Delakis Ioannis, Hammad Omer, Kitney Richard I
Department of Bioengineering, Imperial College, London, UK.
Phys Med Biol. 2007 Jul 7;52(13):3741-51. doi: 10.1088/0031-9155/52/13/006. Epub 2007 May 25.
Wavelet-based de-noising has been shown to improve image signal-to-noise ratio in magnetic resonance imaging (MRI) while maintaining spatial resolution. Wavelet-based de-noising techniques typically implemented in MRI require that noise displays uniform spatial distribution. However, images acquired with parallel MRI have spatially varying noise levels. In this work, a new algorithm for filtering images with parallel MRI is presented. The proposed algorithm extracts the edges from the original image and then generates a noise map from the wavelet coefficients at finer scales. The noise map is zeroed at locations where edges have been detected and directional analysis is also used to calculate noise in regions of low-contrast edges that may not have been detected. The new methodology was applied on phantom and brain images and compared with other applicable de-noising techniques. The performance of the proposed algorithm was shown to be comparable with other techniques in central areas of the images, where noise levels are high.
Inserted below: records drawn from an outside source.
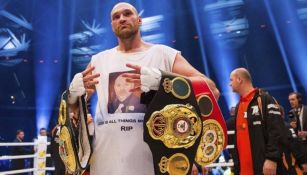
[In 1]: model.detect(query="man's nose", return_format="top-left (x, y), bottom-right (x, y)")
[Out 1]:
top-left (119, 15), bottom-right (126, 22)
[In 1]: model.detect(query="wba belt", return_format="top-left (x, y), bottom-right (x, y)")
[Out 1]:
top-left (143, 72), bottom-right (227, 175)
top-left (56, 91), bottom-right (92, 174)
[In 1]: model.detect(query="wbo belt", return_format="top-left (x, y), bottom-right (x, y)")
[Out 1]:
top-left (56, 91), bottom-right (92, 174)
top-left (143, 71), bottom-right (227, 175)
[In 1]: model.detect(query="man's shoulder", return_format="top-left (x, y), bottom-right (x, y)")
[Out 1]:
top-left (94, 48), bottom-right (116, 57)
top-left (152, 44), bottom-right (175, 50)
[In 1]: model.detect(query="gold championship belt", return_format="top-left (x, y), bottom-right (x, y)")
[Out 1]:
top-left (189, 77), bottom-right (228, 166)
top-left (142, 72), bottom-right (227, 175)
top-left (195, 119), bottom-right (225, 166)
top-left (147, 104), bottom-right (202, 149)
top-left (143, 72), bottom-right (203, 175)
top-left (56, 91), bottom-right (92, 174)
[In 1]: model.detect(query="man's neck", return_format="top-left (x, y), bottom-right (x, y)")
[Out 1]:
top-left (16, 137), bottom-right (22, 142)
top-left (295, 105), bottom-right (303, 110)
top-left (239, 84), bottom-right (254, 97)
top-left (117, 33), bottom-right (145, 52)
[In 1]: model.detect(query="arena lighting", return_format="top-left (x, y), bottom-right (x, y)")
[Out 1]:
top-left (0, 9), bottom-right (32, 63)
top-left (201, 0), bottom-right (246, 109)
top-left (141, 15), bottom-right (165, 44)
top-left (70, 20), bottom-right (107, 69)
top-left (190, 0), bottom-right (210, 76)
top-left (0, 10), bottom-right (33, 30)
top-left (34, 1), bottom-right (66, 134)
top-left (263, 0), bottom-right (305, 92)
top-left (0, 29), bottom-right (30, 57)
top-left (297, 0), bottom-right (307, 26)
top-left (204, 0), bottom-right (249, 49)
top-left (211, 51), bottom-right (239, 109)
top-left (37, 112), bottom-right (48, 134)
In addition, finer details and edges were maintained in peripheral areas, where noise levels are low. The proposed methodology is fully automated and can be applied on final reconstructed images without requiring sensitivity profiles or noise matrices of the receiver coils, therefore making it suitable for implementation in a clinical MRI setting.
基于小波的去噪已被证明可以在保持空间分辨率的同时提高磁共振成像(MRI)中的图像信噪比。MRI中通常实施的基于小波的去噪技术要求噪声具有均匀的空间分布。然而,通过并行MRI采集的图像具有空间变化的噪声水平。在这项工作中,提出了一种用于对并行MRI图像进行滤波的新算法。所提出的算法从原始图像中提取边缘,然后从更精细尺度的小波系数生成噪声图。在检测到边缘的位置将噪声图归零,并且还使用方向分析来计算可能未被检测到的低对比度边缘区域中的噪声。将新方法应用于体模和脑图像,并与其他适用的去噪技术进行比较。在所提出算法在图像噪声水平较高的中心区域的性能被证明与其他技术相当。此外,在噪声水平较低的外围区域保持了更精细的细节和边缘。所提出的方法是完全自动化的,可以应用于最终重建图像,而无需接收线圈的灵敏度分布或噪声矩阵,因此使其适用于临床MRI环境。